Flaunt your excellent FICO credit score.
(Money Magazine) -- When you've got it flaunt it -- an excellent credit score, that is. You know all too well the importance of that three-digit number, which lenders use to assess the risk you represent. If your score is in the top tier: 750 or above out of 850 on the FICO scale. (Check yours for $20 at myfico.com.) That alone qualifies you for membership in a fairly exclusive club : Only a third of Americans have achieved such a high number.
Obviously, being a member of the credit elite helps you nab the lowest rates on a home or auto loan. But it may surprise you to learn that a high score also entitles you to red-carpet treatment elsewhere. In the long wake of the credit crisis, "businesses are falling all over themselves to attract customers who are low risk," says Gerri Detweiler of Credit.com. "And they'll offer better rates, discounts, and rewards to do it." Instead of waiting for companies to hunt you down, leverage your stellar standing to score deals on these four items.
Credit cards, on average, are now charging a variable annual percentage rate of 14.46%. FICO superstars can slash that in half.
Simmons First Platinum Visa (simmonsfirst.com) is offering a 7.25% variable rate -- but only to people whose scores are 740-plus, estimates Curtis Arnold of Card Ratings.com.
Citi Platinum Select MasterCard (creditcards.citi.com), meanwhile, is dangling 0% for 21 months to the best applicants. That's great if you're planning a big purchase: You can finance it with free money.
As a high scorer, you also have access to the holy grail of rewards cards: Pentagon Federal Credit Union's Visa Platinum Cashback Rewards (penfed.org) pays 5% on gas, 1% on everything else. Credit approval rates at this national credit union -- you must be in the military or a member of the National Military Family Association, which anyone can join for $20 -- are notoriously low.
PenFed won't disclose its requirements, but industry insiders estimate the credit union turns away anyone with a score below 740. That didn't happen to Faheem Walji, of Lodi, N.J., who leveraged his 750 score to get this and other highly selective cards. "Banks compete for my business," says Walji. "So I use my score to get the best possible rewards out there."
Happy with your current card but wish it had a lower rate or no annual fee?
With industry competition so fierce, you may be able to work your high score to get your way, says John Ulzheimer of SmartCredit.com. Call customer service and say, "I'd love to stay, but with my 780 score I can get a no-fee card elsewhere. Could you waive the annual charge?"
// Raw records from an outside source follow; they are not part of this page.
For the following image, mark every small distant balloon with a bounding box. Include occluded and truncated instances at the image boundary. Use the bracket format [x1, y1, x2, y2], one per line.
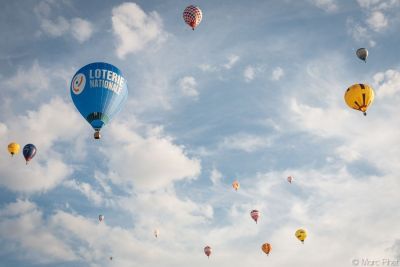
[183, 5, 203, 30]
[7, 142, 20, 156]
[295, 229, 307, 243]
[154, 229, 160, 238]
[22, 144, 36, 164]
[232, 181, 240, 191]
[261, 243, 272, 256]
[250, 210, 260, 223]
[356, 48, 368, 63]
[204, 246, 212, 258]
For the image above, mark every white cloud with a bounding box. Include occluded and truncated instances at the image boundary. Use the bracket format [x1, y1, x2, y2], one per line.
[243, 66, 255, 82]
[222, 55, 240, 70]
[311, 0, 338, 12]
[374, 69, 400, 98]
[346, 19, 376, 47]
[199, 64, 218, 72]
[4, 61, 50, 99]
[40, 17, 70, 37]
[0, 200, 77, 264]
[0, 98, 83, 193]
[271, 67, 285, 81]
[220, 134, 272, 153]
[102, 122, 200, 190]
[71, 18, 93, 43]
[179, 76, 199, 97]
[210, 168, 222, 185]
[111, 3, 166, 58]
[34, 1, 93, 43]
[64, 180, 104, 206]
[367, 11, 389, 32]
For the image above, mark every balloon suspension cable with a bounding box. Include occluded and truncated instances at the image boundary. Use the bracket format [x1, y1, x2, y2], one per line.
[93, 130, 101, 140]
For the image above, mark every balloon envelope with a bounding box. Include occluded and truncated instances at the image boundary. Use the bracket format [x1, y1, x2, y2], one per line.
[204, 246, 212, 257]
[7, 142, 20, 156]
[232, 181, 240, 191]
[356, 48, 368, 62]
[70, 62, 128, 139]
[294, 229, 307, 243]
[22, 144, 36, 164]
[261, 243, 271, 255]
[250, 210, 260, 223]
[344, 83, 375, 115]
[183, 6, 203, 30]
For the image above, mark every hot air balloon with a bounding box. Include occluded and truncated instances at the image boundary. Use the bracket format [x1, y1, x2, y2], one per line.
[154, 229, 160, 238]
[250, 210, 260, 223]
[8, 142, 20, 156]
[71, 62, 128, 139]
[204, 246, 212, 258]
[232, 181, 240, 191]
[344, 83, 375, 116]
[22, 144, 36, 164]
[356, 48, 368, 63]
[294, 229, 307, 243]
[183, 5, 203, 30]
[261, 243, 272, 255]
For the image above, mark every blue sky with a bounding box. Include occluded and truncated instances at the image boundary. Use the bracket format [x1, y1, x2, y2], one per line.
[0, 0, 400, 267]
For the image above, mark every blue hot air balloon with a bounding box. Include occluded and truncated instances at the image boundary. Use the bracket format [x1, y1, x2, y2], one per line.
[71, 62, 128, 139]
[22, 144, 36, 164]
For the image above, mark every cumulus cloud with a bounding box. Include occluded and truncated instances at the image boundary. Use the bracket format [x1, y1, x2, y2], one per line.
[210, 168, 222, 185]
[0, 200, 77, 264]
[222, 55, 240, 70]
[111, 3, 166, 58]
[220, 134, 271, 153]
[347, 0, 400, 46]
[346, 18, 376, 47]
[311, 0, 338, 12]
[367, 11, 388, 32]
[271, 67, 285, 81]
[0, 98, 83, 193]
[243, 66, 255, 82]
[34, 1, 94, 43]
[71, 18, 93, 43]
[374, 69, 400, 98]
[102, 122, 200, 190]
[64, 180, 104, 206]
[3, 61, 50, 99]
[178, 76, 199, 97]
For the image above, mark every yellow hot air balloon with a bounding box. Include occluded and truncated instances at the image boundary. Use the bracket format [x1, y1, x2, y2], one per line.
[232, 181, 240, 191]
[261, 243, 272, 256]
[294, 229, 307, 243]
[344, 83, 375, 116]
[8, 142, 19, 156]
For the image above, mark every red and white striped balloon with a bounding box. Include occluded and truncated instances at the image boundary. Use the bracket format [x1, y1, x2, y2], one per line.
[183, 5, 203, 30]
[204, 246, 212, 258]
[250, 210, 260, 223]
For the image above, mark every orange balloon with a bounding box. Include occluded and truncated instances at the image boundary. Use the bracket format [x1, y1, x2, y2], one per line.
[261, 243, 271, 255]
[232, 180, 240, 191]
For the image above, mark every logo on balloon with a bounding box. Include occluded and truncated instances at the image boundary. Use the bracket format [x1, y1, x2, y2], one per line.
[71, 73, 86, 95]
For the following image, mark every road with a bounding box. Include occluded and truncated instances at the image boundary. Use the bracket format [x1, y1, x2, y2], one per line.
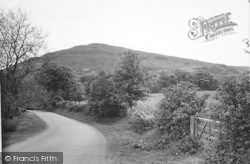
[4, 111, 106, 164]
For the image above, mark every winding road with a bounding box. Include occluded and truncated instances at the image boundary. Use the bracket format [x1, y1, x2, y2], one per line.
[4, 111, 106, 164]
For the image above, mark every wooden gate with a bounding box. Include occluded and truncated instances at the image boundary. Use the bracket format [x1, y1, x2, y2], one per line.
[190, 115, 223, 144]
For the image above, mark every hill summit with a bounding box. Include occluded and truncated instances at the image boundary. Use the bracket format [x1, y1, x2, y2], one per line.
[40, 43, 248, 79]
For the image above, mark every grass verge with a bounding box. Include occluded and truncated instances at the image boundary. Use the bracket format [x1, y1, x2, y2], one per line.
[54, 109, 201, 164]
[2, 111, 47, 148]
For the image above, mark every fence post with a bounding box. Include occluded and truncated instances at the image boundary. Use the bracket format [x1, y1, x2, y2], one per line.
[190, 115, 196, 139]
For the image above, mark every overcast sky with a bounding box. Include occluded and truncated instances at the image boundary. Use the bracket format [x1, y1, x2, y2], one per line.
[0, 0, 250, 66]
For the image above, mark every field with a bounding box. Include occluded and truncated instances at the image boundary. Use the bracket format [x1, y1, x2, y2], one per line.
[56, 91, 215, 164]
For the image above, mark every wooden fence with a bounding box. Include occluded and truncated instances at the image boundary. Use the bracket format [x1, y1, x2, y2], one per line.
[190, 115, 223, 144]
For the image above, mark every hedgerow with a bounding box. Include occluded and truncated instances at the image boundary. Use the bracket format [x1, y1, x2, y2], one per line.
[205, 76, 250, 164]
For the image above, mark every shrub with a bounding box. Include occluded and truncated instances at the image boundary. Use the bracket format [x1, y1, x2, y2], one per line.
[205, 76, 250, 164]
[3, 119, 17, 132]
[128, 105, 156, 133]
[86, 72, 125, 118]
[172, 136, 202, 155]
[156, 82, 207, 143]
[69, 104, 87, 112]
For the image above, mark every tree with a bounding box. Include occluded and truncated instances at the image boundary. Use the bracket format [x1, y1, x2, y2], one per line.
[35, 63, 77, 99]
[113, 51, 147, 107]
[173, 69, 193, 83]
[193, 71, 218, 90]
[85, 71, 124, 118]
[156, 82, 207, 143]
[206, 75, 250, 164]
[0, 9, 46, 118]
[157, 72, 178, 89]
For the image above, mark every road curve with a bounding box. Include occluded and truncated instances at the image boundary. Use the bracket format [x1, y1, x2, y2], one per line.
[4, 111, 106, 164]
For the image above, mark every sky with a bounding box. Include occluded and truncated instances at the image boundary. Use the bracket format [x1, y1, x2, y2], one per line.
[0, 0, 250, 66]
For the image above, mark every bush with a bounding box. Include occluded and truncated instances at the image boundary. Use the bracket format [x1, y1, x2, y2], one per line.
[156, 82, 207, 143]
[172, 136, 202, 155]
[3, 119, 17, 132]
[69, 104, 87, 112]
[128, 105, 156, 133]
[205, 76, 250, 164]
[86, 72, 126, 118]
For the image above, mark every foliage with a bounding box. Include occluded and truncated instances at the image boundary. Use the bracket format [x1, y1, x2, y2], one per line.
[145, 72, 161, 93]
[0, 10, 46, 119]
[69, 104, 88, 112]
[35, 63, 78, 100]
[173, 69, 193, 83]
[85, 52, 146, 117]
[85, 72, 123, 118]
[157, 72, 177, 89]
[172, 136, 202, 155]
[205, 76, 250, 164]
[128, 105, 156, 133]
[113, 51, 147, 108]
[156, 82, 207, 143]
[193, 71, 218, 90]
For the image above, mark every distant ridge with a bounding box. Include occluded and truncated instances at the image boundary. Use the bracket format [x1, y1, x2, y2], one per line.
[40, 43, 248, 79]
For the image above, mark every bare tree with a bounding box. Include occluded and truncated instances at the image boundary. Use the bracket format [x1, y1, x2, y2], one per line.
[0, 9, 46, 118]
[0, 9, 46, 93]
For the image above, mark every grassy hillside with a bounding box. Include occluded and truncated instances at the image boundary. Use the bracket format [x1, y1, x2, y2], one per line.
[41, 44, 247, 79]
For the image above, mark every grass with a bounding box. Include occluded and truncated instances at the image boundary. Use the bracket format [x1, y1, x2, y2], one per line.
[55, 94, 211, 164]
[2, 111, 47, 147]
[55, 109, 203, 164]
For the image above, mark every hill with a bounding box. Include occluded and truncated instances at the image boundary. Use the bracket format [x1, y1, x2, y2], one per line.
[40, 43, 248, 79]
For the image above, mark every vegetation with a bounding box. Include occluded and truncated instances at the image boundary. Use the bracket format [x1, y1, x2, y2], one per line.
[83, 52, 147, 118]
[35, 63, 83, 102]
[0, 10, 45, 119]
[128, 105, 156, 133]
[156, 82, 207, 144]
[193, 71, 219, 90]
[206, 76, 250, 164]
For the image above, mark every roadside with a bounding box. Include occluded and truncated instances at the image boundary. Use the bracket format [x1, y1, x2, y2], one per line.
[55, 109, 201, 164]
[2, 111, 47, 148]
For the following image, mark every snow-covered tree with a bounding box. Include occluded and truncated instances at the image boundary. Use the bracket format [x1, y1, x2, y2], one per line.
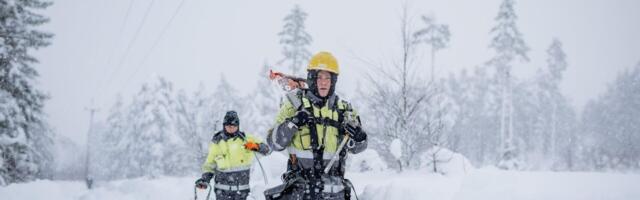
[581, 63, 640, 170]
[360, 7, 444, 170]
[413, 15, 451, 81]
[0, 0, 53, 185]
[488, 0, 529, 170]
[278, 5, 313, 76]
[444, 67, 499, 166]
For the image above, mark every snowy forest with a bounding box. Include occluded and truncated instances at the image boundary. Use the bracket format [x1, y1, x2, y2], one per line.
[0, 0, 640, 199]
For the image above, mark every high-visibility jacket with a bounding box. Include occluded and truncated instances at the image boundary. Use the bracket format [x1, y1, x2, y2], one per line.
[267, 91, 367, 174]
[202, 131, 269, 172]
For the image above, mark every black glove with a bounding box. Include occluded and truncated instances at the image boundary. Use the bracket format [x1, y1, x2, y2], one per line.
[196, 172, 213, 189]
[344, 124, 367, 142]
[290, 110, 311, 127]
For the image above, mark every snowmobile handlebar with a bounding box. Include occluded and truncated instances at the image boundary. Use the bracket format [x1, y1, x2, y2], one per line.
[193, 183, 213, 200]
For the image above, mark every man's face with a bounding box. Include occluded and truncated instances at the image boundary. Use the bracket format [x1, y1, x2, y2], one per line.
[316, 71, 331, 97]
[224, 125, 238, 133]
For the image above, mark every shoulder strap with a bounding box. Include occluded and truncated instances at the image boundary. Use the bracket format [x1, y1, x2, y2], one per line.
[286, 90, 304, 110]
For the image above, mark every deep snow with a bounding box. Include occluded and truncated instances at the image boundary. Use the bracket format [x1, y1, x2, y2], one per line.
[0, 167, 640, 200]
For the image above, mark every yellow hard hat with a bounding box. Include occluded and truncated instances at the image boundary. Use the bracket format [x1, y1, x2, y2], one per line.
[307, 51, 340, 75]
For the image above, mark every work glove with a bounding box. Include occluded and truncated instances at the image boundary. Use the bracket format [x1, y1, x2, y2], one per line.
[196, 172, 213, 189]
[291, 110, 312, 127]
[244, 141, 260, 151]
[344, 124, 367, 142]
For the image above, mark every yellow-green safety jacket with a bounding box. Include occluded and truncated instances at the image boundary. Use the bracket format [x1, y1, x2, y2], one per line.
[267, 90, 367, 183]
[202, 131, 270, 190]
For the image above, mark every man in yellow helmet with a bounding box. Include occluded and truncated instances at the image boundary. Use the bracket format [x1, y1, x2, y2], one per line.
[265, 52, 367, 199]
[196, 111, 271, 200]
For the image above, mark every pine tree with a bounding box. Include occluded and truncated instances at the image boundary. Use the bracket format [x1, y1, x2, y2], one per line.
[413, 16, 451, 82]
[361, 6, 445, 171]
[488, 0, 529, 170]
[278, 5, 313, 76]
[0, 0, 53, 185]
[582, 63, 640, 170]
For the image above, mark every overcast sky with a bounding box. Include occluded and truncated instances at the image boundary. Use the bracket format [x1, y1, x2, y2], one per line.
[35, 0, 640, 144]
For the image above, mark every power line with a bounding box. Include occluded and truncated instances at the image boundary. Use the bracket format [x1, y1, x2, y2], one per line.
[118, 0, 186, 95]
[93, 0, 135, 106]
[102, 0, 155, 103]
[98, 0, 155, 108]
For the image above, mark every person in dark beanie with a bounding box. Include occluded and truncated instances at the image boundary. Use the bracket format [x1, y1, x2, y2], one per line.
[196, 111, 271, 200]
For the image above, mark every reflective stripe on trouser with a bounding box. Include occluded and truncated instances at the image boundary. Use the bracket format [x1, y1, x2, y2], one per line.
[213, 183, 250, 191]
[287, 146, 335, 160]
[218, 165, 251, 173]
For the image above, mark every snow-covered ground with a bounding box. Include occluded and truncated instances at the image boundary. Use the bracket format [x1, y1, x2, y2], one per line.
[0, 168, 640, 200]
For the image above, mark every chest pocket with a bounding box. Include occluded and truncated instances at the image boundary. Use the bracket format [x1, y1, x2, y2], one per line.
[293, 98, 342, 153]
[214, 138, 253, 170]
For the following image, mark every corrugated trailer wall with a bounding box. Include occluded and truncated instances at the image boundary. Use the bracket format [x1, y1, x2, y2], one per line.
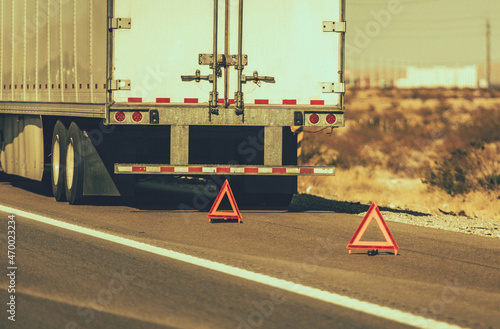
[0, 0, 107, 104]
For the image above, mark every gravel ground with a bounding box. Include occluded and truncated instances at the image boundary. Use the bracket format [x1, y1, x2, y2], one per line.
[374, 211, 500, 238]
[289, 194, 500, 238]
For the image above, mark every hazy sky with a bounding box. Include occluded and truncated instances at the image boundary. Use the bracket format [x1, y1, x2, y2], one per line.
[347, 0, 500, 66]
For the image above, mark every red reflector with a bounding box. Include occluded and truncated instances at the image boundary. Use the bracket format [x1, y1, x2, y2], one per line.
[115, 111, 125, 122]
[132, 112, 142, 122]
[326, 114, 337, 125]
[309, 113, 319, 125]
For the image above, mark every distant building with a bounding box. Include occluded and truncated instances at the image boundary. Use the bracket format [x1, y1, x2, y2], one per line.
[396, 65, 478, 88]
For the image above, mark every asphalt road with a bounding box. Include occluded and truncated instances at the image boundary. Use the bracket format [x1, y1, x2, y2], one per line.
[0, 178, 500, 329]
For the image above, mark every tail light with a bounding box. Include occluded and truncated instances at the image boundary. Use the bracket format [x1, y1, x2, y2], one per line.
[132, 112, 142, 122]
[326, 114, 337, 125]
[309, 113, 319, 125]
[115, 111, 125, 122]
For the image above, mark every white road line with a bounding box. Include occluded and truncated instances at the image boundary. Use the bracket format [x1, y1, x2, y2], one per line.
[0, 205, 461, 329]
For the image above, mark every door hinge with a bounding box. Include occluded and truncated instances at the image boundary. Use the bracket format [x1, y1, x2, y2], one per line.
[108, 80, 132, 90]
[322, 82, 345, 94]
[108, 18, 132, 30]
[323, 21, 346, 33]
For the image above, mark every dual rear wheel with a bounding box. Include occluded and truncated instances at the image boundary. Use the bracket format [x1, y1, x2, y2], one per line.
[51, 121, 84, 204]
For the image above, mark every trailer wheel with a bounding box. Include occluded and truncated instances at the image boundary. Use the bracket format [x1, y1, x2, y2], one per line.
[66, 122, 84, 204]
[51, 121, 68, 202]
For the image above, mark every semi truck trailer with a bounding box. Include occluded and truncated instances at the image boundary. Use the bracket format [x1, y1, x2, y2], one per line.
[0, 0, 346, 204]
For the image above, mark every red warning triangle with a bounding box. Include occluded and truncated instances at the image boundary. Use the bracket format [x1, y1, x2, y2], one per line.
[347, 202, 399, 255]
[207, 179, 241, 223]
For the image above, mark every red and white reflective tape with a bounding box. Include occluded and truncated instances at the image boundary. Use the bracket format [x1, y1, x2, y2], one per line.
[120, 96, 332, 106]
[115, 164, 335, 176]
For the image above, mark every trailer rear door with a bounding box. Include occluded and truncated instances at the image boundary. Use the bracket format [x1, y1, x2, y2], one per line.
[113, 0, 342, 108]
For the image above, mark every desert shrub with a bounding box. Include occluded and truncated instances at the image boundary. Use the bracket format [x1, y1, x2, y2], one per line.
[423, 140, 500, 196]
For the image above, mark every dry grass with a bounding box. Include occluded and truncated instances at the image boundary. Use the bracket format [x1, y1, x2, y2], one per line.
[299, 90, 500, 220]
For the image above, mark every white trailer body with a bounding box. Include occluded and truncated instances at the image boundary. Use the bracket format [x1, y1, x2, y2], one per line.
[0, 0, 345, 202]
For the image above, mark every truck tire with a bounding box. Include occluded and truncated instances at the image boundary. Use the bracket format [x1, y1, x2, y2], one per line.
[65, 122, 84, 204]
[50, 121, 68, 202]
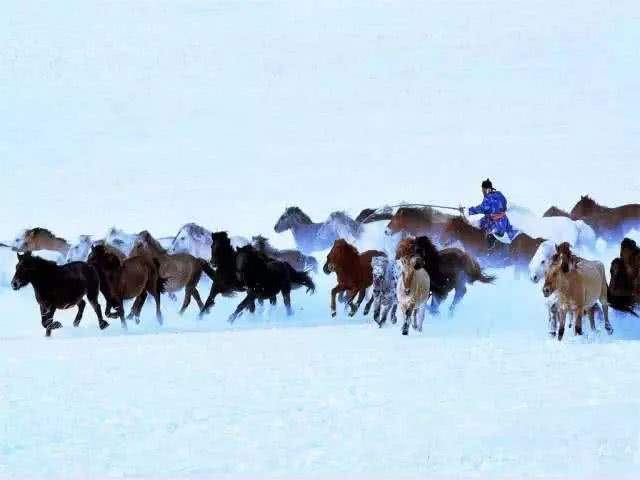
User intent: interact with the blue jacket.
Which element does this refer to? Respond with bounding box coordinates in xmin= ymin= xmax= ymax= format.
xmin=469 ymin=190 xmax=518 ymax=240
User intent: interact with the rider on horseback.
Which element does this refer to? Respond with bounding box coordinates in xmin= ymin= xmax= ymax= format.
xmin=461 ymin=179 xmax=518 ymax=249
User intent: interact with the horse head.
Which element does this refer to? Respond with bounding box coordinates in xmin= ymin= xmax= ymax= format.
xmin=273 ymin=207 xmax=312 ymax=233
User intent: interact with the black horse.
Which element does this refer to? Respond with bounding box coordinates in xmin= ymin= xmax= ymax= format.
xmin=200 ymin=232 xmax=246 ymax=316
xmin=229 ymin=245 xmax=316 ymax=322
xmin=11 ymin=252 xmax=109 ymax=337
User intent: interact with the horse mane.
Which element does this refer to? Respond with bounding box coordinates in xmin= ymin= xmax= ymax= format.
xmin=449 ymin=217 xmax=482 ymax=234
xmin=25 ymin=227 xmax=66 ymax=242
xmin=332 ymin=238 xmax=360 ymax=257
xmin=181 ymin=222 xmax=209 ymax=237
xmin=396 ymin=238 xmax=416 ymax=260
xmin=20 ymin=252 xmax=58 ymax=267
xmin=285 ymin=207 xmax=313 ymax=224
xmin=542 ymin=205 xmax=571 ymax=217
xmin=138 ymin=230 xmax=166 ymax=252
xmin=327 ymin=211 xmax=361 ymax=232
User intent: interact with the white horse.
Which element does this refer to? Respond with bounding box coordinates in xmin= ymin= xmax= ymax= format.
xmin=507 ymin=205 xmax=596 ymax=249
xmin=364 ymin=256 xmax=398 ymax=327
xmin=104 ymin=227 xmax=173 ymax=257
xmin=396 ymin=257 xmax=431 ymax=335
xmin=167 ymin=223 xmax=250 ymax=262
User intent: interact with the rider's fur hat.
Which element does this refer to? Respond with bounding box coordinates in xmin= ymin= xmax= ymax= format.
xmin=482 ymin=178 xmax=493 ymax=190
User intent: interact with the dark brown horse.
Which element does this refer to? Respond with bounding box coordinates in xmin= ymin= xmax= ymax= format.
xmin=323 ymin=239 xmax=386 ymax=317
xmin=356 ymin=207 xmax=393 ymax=224
xmin=252 ymin=235 xmax=318 ymax=272
xmin=571 ymin=195 xmax=640 ymax=242
xmin=87 ymin=245 xmax=166 ymax=328
xmin=11 ymin=252 xmax=109 ymax=337
xmin=386 ymin=207 xmax=457 ymax=240
xmin=441 ymin=217 xmax=544 ymax=273
xmin=131 ymin=231 xmax=214 ymax=315
xmin=542 ymin=206 xmax=571 ymax=218
xmin=396 ymin=236 xmax=495 ymax=313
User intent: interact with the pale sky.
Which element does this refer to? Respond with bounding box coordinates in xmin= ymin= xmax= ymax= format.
xmin=0 ymin=1 xmax=640 ymax=242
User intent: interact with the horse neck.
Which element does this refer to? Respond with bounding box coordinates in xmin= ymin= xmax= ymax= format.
xmin=212 ymin=245 xmax=238 ymax=271
xmin=39 ymin=237 xmax=71 ymax=255
xmin=30 ymin=261 xmax=60 ymax=291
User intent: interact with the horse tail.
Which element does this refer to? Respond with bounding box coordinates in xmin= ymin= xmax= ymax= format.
xmin=464 ymin=254 xmax=496 ymax=283
xmin=200 ymin=259 xmax=216 ymax=280
xmin=285 ymin=262 xmax=316 ymax=293
xmin=607 ymin=292 xmax=638 ymax=317
xmin=304 ymin=255 xmax=318 ymax=273
xmin=153 ymin=258 xmax=169 ymax=293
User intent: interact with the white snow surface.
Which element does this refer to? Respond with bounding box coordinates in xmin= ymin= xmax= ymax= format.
xmin=0 ymin=1 xmax=640 ymax=479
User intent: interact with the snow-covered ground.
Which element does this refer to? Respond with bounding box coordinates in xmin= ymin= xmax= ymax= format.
xmin=0 ymin=1 xmax=640 ymax=478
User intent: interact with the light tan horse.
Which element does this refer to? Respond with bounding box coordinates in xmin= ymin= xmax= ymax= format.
xmin=130 ymin=231 xmax=214 ymax=315
xmin=11 ymin=227 xmax=71 ymax=257
xmin=396 ymin=256 xmax=431 ymax=335
xmin=542 ymin=245 xmax=613 ymax=340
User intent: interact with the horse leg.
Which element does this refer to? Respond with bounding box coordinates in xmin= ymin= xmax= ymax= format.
xmin=362 ymin=295 xmax=376 ymax=317
xmin=116 ymin=300 xmax=128 ymax=330
xmin=282 ymin=289 xmax=293 ymax=316
xmin=200 ymin=282 xmax=221 ymax=317
xmin=417 ymin=303 xmax=427 ymax=332
xmin=191 ymin=287 xmax=204 ymax=310
xmin=589 ymin=306 xmax=596 ymax=331
xmin=73 ymin=299 xmax=87 ymax=327
xmin=449 ymin=279 xmax=467 ymax=315
xmin=154 ymin=289 xmax=164 ymax=325
xmin=373 ymin=295 xmax=384 ymax=327
xmin=574 ymin=309 xmax=584 ymax=335
xmin=402 ymin=307 xmax=413 ymax=335
xmin=349 ymin=288 xmax=367 ymax=317
xmin=129 ymin=290 xmax=148 ymax=323
xmin=429 ymin=295 xmax=444 ymax=315
xmin=180 ymin=285 xmax=193 ymax=315
xmin=549 ymin=305 xmax=558 ymax=337
xmin=331 ymin=285 xmax=346 ymax=317
xmin=229 ymin=290 xmax=255 ymax=323
xmin=391 ymin=303 xmax=398 ymax=325
xmin=600 ymin=304 xmax=613 ymax=335
xmin=40 ymin=306 xmax=62 ymax=337
xmin=558 ymin=309 xmax=567 ymax=342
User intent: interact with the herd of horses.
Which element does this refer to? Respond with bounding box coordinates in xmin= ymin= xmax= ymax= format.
xmin=8 ymin=196 xmax=640 ymax=340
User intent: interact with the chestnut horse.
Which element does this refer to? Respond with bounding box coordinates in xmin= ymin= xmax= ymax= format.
xmin=542 ymin=244 xmax=613 ymax=340
xmin=442 ymin=217 xmax=544 ymax=274
xmin=322 ymin=239 xmax=386 ymax=317
xmin=396 ymin=236 xmax=495 ymax=314
xmin=386 ymin=207 xmax=457 ymax=241
xmin=87 ymin=245 xmax=166 ymax=328
xmin=571 ymin=195 xmax=640 ymax=241
xmin=131 ymin=231 xmax=215 ymax=315
xmin=542 ymin=206 xmax=571 ymax=218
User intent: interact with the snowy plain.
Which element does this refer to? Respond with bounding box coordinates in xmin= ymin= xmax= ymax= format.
xmin=0 ymin=1 xmax=640 ymax=478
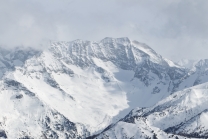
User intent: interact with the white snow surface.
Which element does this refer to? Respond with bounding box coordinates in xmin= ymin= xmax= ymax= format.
xmin=0 ymin=38 xmax=208 ymax=139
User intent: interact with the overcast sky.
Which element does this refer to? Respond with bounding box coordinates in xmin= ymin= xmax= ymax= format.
xmin=0 ymin=0 xmax=208 ymax=61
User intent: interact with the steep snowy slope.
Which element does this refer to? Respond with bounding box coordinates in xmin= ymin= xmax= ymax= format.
xmin=175 ymin=59 xmax=208 ymax=90
xmin=92 ymin=83 xmax=208 ymax=139
xmin=0 ymin=38 xmax=206 ymax=138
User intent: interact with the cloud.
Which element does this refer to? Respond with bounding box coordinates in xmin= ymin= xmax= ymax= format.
xmin=0 ymin=0 xmax=208 ymax=60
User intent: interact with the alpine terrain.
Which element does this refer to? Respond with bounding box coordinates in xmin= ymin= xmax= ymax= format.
xmin=0 ymin=38 xmax=208 ymax=139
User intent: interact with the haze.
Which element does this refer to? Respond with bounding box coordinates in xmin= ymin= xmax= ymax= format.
xmin=0 ymin=0 xmax=208 ymax=61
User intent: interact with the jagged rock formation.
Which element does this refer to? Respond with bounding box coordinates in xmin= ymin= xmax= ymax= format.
xmin=0 ymin=38 xmax=208 ymax=139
Negotiation is the name of the game when buying a car -- and your high credit score is one of your trump cards.
"Typically the dealer makes money on financing," says Jack Nerad, executive market analyst for Kelley Blue Book. With that in mind, once you've agreed on a purchase price, show that you have the ability to take your loan business elsewhere. (Bring a printout of your score from myfico.com and preapprovals from other lenders.)
Many lending institutions lock dealers into preset rates, meaning they can't match what you've been promised elsewhere, says Ulzheimer. So paint the dealer into a corner by asking for a further discount on the price of the car if you take his financing. That worked for Bay Area resident Leland Lim, who had an 811 FICO score. "I chopped an extra $400 off the price of my 2010 Toyota Sienna," he says.
Studies show that low credit scores correlate with increased insurance claims. So, to calculate the premiums they'll charge you, insurers in 46 states now factor your credit history into an "insurance score," says Ulzheimer. (That score also takes into account factors such as claims history, age, location, and vehicle type.)
While insurers won't disclose how heavily they weight credit history, there's no question that good credit gets you lower premiums. So if FICO has raised you by 50 points or more since you last re-upped, ask your insurer to reevaluate your rate at renewal, or shop for a better deal, advises Tom Quinn of Credit.com. You could save $100 a year.
If you plan to rent a vacation property for yourself or co-sign on an apartment for a child, remember that your score will be handy in haggling here too, says Christina Aragon, director of strategy at Rent.com.
Wave a pristine number in front of rental agencies and say, "You can see I'll be a responsible tenant, so can you give me a better price or waive the security deposit?"
In tight rental markets, a great score may make the difference between landing a place at all or being left out in the cold. Secure that last beachfront property on the cape, and you'll have proof positive that when it comes to your credit score, it pays to be immodest.